The Boltzmann Machine
The Boltzmann machine (BM) is very similar to the Hopfield network, but with some neurons marked as input and some marked as hidden. The input neurons then become output neurons. The Boltzmann machine is a stochastic network. Learning takes place by the method of error backpropagation or by the algorithm of comparative divergence. The learning process is very similar to that of the Hopfield network.
Restricted BM
Surprisingly similar to the Boltzmann machine and, hence, to the Hopfield network. The only difference is its boundedness. In it, neurons of the same type are not connected.
It is trained like FFNN, but with one nuance: instead of forwarding data transmission and backward error propagation, you must transmit data first in the forward direction.
Deep Belief Network
It is the name given to the type of architecture in which a network consists of several interconnected Restricted BMs or Variational AEs. Such networks are trained block by block, with each block needing only to be able to encode the previous one. This technique is called “greedy learning,” which consists of selecting local optimal solutions that do not guarantee an optimal final result.

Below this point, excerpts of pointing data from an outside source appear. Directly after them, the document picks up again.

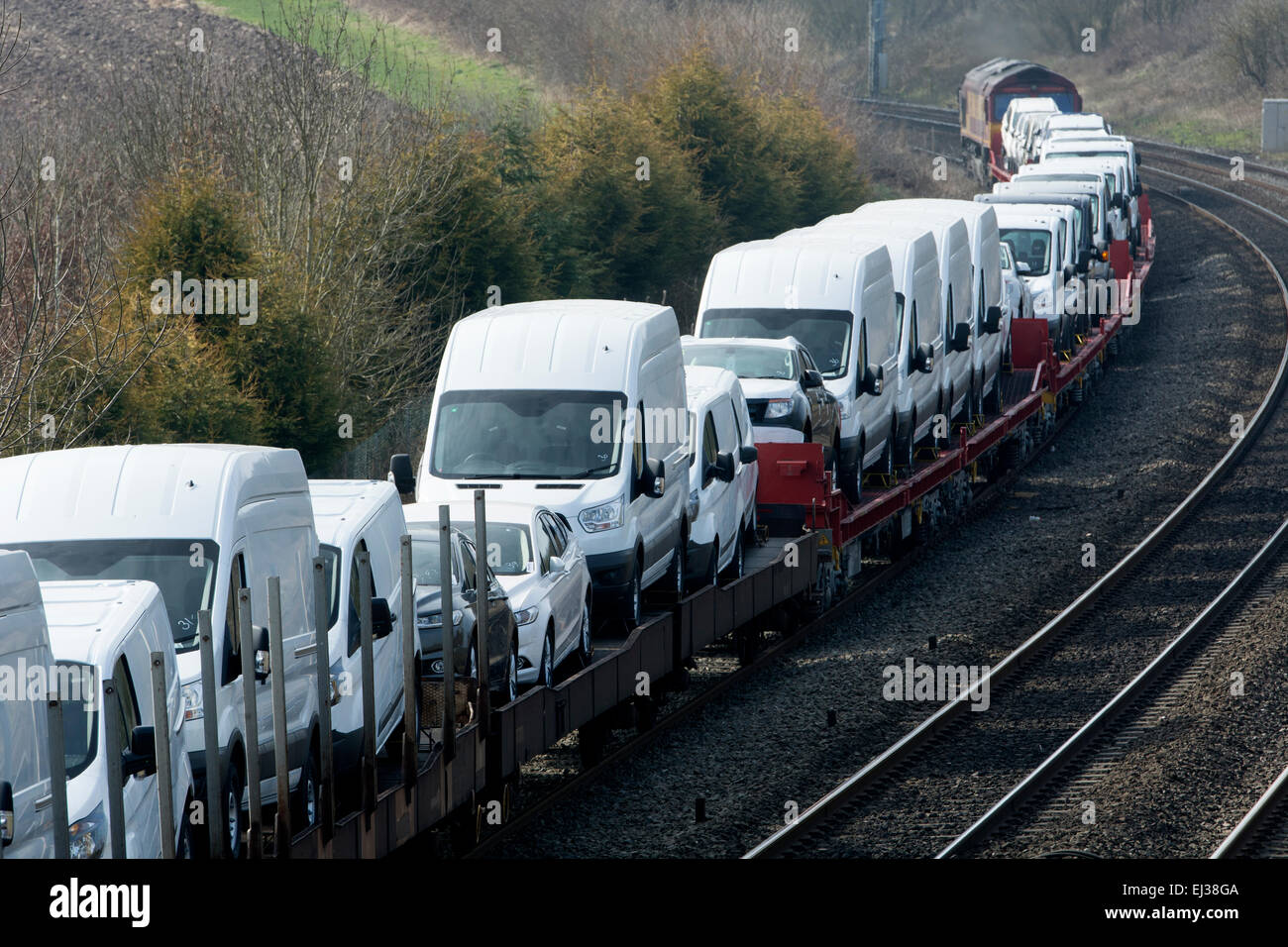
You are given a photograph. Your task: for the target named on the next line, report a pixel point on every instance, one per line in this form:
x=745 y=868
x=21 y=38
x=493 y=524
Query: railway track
x=936 y=784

It can display data as a probabilistic model. With teacherless learning, the stabilized model can be used to generate new data.
Deconvolutional Network
Sometimes called inverse graphical networks. Imagine that you feed the word “cat” to the network, and it generates pictures of cats. Also, it can be combined with FFNNs.
Convolutional neural networks and Deep convolutional neural networks
Convolutional neural networks (CNN) and Deep convolutional neural networks (DCNN) are very different from other types of networks. They are typically used for image processing, less commonly for audio. A typical use of CNNs is to classify images: if there is a cat in the picture, the network will say “cat,” and if there is a dog, it will say “dog.” Such networks usually use a “scanner” that does not parse all the data.